À esquerda, testes que resultaram no Voo e a Queda de Ícaro. Pendurado, o trabalho em curso sobre rádio amador. |
Lista de comunicações entre rádios amadores. |
Arrumadíssimos na parede, os trabalhos em curso sobre rádio amador: de cá, ligo-me a alguém noutro local do mundo e envio-lhe um postal. Se uma outra apanha a minha frequência, envia-me um postal.
O resultado são inúmeras comunicações, em que num instante estamos cá, noutro estamos a ser ouvidos noutro país. Se traçarmos as distâncias que a frequência percorreu, temos um mapa: temos uma constelação de frequências cuja linha externa é o que o Henrique apresenta.
Em conversa sobre a memória, o Henrique abriu esta caixa de fotografias. |
Tudo no seu trabalho gira à volta da memória e desta vontade do sujeito se ver mais longe. É inquieto porque não deseja esquecer-se, mas também não se quer estagnado.

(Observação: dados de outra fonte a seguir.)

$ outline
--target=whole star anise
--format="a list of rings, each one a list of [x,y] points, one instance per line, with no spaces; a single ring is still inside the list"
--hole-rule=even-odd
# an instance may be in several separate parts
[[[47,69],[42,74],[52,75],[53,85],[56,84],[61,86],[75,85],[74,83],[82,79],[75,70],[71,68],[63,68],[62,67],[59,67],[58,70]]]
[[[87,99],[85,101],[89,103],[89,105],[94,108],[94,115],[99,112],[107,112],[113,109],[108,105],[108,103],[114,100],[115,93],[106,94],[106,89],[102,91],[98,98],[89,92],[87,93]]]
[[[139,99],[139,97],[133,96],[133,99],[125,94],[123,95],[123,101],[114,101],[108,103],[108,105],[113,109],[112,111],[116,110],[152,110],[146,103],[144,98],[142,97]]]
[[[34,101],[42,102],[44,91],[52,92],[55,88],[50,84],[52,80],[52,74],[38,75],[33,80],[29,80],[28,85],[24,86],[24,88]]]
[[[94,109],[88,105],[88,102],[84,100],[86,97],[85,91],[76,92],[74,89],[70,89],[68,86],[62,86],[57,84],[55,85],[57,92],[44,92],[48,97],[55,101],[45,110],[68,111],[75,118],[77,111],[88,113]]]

Quando se passa do atelier da Ana para o do Henrique, através de um arco, este placard aparece. As fotografias organizadas que 'ainda não são nada', mas são trabalho em curso, parte d' A Casa. |
As fotografias trazem à luz este pensamento. Algumas, do projecto A Casa, e uma espécie de esponja carcomida em forma reticular que, por isso, também se expande com vontade própria.
Quando conversávamos, pareciam-me fungos e não estava longe: é, mais uma vez, a característica orgânica que é importante e a memória de que ela existe é o próprio desenho.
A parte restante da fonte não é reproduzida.